# Good news for Americans married to NRAs!



## Bevdeforges (Nov 16, 2007)

I just managed to download the TaxAct software for 2013 returns. (Yeah, I'm a bit paranoid after all the Snowden stuff - don't want the NSA picking up any of my "what if" data stored in The Cloud!)

From what I can see of the drafts for the 2013 forms (1040), it looks as if they have changed the part where you elect to file "married filing separately" - so that you can tick a box saying "I'm married to an NRA, who don't need no steenking ITIN" (OK, the wording is a little bit different, but it means the same thing.)

Looks like those of us married to NRAs without SSNs or ITINs may actually be able to e-file this year!
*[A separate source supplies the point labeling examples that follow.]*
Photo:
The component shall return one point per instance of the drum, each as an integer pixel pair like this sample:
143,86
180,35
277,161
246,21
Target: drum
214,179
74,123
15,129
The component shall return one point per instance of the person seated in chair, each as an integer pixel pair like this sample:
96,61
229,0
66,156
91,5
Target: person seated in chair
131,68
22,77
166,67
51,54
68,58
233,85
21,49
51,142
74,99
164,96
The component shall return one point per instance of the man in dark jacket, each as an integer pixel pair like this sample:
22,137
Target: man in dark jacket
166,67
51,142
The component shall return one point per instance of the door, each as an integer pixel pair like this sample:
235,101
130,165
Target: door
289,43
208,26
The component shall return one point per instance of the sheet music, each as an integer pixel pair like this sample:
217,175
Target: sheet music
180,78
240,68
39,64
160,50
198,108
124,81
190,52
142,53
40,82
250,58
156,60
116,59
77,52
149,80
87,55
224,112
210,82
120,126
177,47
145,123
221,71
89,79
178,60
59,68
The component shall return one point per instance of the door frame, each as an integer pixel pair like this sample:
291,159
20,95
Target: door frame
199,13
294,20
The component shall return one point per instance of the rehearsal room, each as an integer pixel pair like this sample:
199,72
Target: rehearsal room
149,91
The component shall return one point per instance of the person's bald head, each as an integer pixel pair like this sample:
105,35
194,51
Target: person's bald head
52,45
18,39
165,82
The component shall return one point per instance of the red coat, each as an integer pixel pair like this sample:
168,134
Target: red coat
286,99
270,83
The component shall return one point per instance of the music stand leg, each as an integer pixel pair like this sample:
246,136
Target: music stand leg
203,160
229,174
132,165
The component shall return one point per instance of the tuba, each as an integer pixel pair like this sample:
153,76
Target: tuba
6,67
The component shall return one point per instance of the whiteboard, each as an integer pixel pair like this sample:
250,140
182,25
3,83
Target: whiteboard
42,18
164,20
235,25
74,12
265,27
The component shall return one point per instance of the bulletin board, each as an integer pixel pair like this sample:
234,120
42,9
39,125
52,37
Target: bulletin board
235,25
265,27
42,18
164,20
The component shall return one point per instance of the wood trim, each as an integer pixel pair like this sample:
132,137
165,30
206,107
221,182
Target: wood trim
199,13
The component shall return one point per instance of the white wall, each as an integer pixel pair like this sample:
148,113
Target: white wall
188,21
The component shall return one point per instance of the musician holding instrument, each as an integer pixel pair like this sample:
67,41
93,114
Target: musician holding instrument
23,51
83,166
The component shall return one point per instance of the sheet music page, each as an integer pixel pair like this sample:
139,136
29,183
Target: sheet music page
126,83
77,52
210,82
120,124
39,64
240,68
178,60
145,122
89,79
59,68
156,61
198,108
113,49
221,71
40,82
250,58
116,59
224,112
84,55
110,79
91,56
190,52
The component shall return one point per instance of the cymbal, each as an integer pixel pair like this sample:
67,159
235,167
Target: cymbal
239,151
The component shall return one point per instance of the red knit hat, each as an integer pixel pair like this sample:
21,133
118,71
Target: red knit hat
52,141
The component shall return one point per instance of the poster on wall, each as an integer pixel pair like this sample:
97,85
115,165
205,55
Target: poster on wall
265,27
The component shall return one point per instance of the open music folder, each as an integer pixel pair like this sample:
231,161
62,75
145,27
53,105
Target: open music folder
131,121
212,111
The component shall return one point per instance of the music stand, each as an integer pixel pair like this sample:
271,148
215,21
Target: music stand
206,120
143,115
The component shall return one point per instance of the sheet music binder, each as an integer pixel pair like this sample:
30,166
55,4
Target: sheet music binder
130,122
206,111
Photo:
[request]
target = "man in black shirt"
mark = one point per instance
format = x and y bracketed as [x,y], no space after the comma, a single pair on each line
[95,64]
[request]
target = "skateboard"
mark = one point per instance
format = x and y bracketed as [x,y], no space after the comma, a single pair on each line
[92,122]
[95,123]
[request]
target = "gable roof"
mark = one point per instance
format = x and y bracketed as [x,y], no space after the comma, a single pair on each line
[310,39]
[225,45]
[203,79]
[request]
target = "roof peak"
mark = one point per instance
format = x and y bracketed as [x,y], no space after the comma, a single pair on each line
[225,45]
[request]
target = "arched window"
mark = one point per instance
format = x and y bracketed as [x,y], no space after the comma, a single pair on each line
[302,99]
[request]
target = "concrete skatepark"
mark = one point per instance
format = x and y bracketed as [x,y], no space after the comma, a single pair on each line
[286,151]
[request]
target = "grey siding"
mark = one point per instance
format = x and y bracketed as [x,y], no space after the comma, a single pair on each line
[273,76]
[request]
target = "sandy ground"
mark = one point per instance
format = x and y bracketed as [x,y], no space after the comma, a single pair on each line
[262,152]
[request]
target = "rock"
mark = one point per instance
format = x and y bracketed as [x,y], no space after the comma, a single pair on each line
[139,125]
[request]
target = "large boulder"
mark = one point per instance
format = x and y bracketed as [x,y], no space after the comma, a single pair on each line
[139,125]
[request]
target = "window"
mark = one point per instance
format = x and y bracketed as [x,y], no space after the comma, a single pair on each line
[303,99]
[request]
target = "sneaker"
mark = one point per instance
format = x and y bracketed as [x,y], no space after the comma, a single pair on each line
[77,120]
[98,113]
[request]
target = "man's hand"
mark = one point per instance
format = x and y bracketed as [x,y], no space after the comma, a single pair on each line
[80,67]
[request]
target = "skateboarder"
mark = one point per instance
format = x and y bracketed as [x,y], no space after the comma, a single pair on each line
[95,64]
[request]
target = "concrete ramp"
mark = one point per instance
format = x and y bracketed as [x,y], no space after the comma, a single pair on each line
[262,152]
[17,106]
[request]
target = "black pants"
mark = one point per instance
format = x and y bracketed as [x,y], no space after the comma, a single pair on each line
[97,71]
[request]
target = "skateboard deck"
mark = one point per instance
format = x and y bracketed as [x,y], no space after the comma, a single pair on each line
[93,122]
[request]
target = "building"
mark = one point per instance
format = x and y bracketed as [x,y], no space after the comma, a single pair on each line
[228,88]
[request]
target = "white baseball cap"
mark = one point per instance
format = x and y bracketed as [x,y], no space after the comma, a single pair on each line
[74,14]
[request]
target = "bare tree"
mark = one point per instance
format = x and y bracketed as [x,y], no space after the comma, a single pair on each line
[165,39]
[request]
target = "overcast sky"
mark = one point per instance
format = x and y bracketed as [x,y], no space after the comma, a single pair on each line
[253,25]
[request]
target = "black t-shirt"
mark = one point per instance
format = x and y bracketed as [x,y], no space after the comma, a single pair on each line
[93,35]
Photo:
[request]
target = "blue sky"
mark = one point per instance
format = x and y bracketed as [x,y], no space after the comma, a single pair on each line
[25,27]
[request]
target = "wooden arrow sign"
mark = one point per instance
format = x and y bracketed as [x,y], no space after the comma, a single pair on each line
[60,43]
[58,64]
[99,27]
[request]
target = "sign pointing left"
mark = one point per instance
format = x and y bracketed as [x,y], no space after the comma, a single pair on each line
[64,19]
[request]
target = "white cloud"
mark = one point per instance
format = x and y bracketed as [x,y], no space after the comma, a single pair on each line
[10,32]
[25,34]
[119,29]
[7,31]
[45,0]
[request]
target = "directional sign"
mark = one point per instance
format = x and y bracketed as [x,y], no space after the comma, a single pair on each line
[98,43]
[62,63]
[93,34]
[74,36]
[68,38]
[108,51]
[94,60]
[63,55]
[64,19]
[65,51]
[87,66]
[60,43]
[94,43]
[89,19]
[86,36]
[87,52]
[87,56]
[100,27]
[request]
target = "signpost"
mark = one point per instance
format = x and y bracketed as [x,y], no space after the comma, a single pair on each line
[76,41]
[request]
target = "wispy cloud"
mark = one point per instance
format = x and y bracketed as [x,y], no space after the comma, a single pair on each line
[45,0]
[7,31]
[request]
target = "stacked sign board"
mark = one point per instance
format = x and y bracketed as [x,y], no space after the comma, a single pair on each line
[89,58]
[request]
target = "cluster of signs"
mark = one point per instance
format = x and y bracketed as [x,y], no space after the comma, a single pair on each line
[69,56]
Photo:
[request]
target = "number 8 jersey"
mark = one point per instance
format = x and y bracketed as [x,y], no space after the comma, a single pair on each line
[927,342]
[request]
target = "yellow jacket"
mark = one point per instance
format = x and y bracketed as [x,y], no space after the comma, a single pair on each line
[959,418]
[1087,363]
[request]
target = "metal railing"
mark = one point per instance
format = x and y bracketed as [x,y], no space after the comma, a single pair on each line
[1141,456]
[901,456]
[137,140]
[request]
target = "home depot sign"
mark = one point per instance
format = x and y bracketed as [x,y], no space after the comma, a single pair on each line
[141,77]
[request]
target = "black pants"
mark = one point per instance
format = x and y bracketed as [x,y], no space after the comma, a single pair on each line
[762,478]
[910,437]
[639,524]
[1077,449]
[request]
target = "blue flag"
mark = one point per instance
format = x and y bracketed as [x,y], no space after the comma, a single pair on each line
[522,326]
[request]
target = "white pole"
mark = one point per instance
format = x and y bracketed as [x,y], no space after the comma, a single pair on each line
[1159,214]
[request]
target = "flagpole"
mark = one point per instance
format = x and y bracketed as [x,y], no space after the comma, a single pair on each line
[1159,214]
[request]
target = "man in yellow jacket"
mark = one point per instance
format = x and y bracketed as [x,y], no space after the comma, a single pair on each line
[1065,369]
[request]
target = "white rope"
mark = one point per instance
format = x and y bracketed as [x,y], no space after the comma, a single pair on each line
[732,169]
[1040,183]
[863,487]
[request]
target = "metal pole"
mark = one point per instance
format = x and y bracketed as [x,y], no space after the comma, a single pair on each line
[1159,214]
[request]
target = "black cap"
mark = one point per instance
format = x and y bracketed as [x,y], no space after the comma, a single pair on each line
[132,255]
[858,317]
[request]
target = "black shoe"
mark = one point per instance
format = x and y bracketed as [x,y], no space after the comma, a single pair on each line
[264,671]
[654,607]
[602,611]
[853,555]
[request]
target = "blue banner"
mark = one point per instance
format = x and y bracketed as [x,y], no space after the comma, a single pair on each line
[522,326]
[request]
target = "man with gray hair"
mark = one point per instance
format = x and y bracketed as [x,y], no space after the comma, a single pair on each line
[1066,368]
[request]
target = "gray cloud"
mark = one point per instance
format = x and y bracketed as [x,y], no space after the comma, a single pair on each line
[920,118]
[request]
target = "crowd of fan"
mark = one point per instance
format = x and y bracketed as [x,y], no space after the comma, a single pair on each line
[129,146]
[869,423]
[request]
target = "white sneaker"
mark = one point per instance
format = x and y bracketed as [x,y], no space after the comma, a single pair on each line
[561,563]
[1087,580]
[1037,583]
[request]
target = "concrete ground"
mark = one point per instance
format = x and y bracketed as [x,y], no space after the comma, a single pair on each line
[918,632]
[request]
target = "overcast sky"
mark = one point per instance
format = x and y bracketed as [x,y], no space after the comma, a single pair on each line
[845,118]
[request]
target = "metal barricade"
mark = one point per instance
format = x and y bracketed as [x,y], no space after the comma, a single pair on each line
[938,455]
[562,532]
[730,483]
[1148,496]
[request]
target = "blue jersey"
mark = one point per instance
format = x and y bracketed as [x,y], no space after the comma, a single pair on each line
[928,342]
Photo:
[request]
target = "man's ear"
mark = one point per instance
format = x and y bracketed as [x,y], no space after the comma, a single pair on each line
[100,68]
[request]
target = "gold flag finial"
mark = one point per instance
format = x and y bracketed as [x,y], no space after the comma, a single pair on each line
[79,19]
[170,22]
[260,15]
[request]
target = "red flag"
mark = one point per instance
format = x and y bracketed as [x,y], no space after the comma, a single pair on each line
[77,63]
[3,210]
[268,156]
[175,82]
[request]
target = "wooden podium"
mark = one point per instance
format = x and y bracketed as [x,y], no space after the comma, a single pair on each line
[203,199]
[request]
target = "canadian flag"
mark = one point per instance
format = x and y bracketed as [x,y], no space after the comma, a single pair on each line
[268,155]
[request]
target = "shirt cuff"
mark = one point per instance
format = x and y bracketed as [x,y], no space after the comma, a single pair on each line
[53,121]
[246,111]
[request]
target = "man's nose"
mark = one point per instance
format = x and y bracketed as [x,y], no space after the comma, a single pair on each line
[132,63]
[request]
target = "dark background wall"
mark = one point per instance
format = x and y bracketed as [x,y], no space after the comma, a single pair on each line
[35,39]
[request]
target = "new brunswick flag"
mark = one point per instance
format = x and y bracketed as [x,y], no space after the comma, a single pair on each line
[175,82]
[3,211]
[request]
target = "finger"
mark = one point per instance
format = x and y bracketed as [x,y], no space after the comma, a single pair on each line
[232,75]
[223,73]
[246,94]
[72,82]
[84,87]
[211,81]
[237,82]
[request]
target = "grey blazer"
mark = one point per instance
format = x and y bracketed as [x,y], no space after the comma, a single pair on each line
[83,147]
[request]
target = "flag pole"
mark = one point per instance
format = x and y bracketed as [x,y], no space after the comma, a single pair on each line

At last!!!!
Cheers,
Bev


----------



## Water Dragon (Jun 28, 2011)

*You are the Best!!*



Bevdeforges said:


> I just managed to download the TaxAct software for 2013 returns. (Yeah, I'm a bit paranoid after all the Snowden stuff - don't want the NSA picking up any of my "what if" data stored in The Cloud!)
> 
> From what I can see of the drafts for the 2013 forms (1040), it looks as if they have changed the part where you elect to file "married filing separately" - so that you can tick a box saying "I'm married to an NRA, who don't need no steenking ITIN" (OK, the wording is a little bit different, but it means the same thing.)
> 
> ...


I just wanted to tell you how much I appreciate your information here. I attempted to use a free online service and when I emailed them for instructions regarding my spouse being a NRA, they told me I had to apply for a ITIN for him then file manually. I wouldn't have seen my refund for months!

Thankfully, I remembered this page and did some looking, only to find your wonderful post. Most of my info is now entered at TaxAct Online and I'm only waiting for a 1099 form to arrive to complete all the details. Then it will be off and running and my refunds will be direct deposited. To top it off, it appears that I will get a few dollars more on their site. Bless you again and thank you so very, very much! :hail::hail::hail:
Laurel


----------



## DavidMcKeegan (Aug 27, 2012)

That's great news!


----------



## Bevdeforges (Nov 16, 2007)

Just a word: It's not over until the fat lady sings. Last year, TaxAct had the same set-up for those of us married to NRAs. Worked great and filled out the forms perfectly. Even let me submit them to be e-filed to the IRS.

A day later, the IRS rejected the e-filing because I had not given an ITIN for my NRA spouse. But if that happens, just print off the forms (which you can do for free) and mail them to the IRS (the address for overseas filers). Worked last year just fine. I'm also waiting for my 1099 before I try e-filing for this year, so I'm not sure if the IRS has upgraded their system from last year.
Cheers,
Bev


----------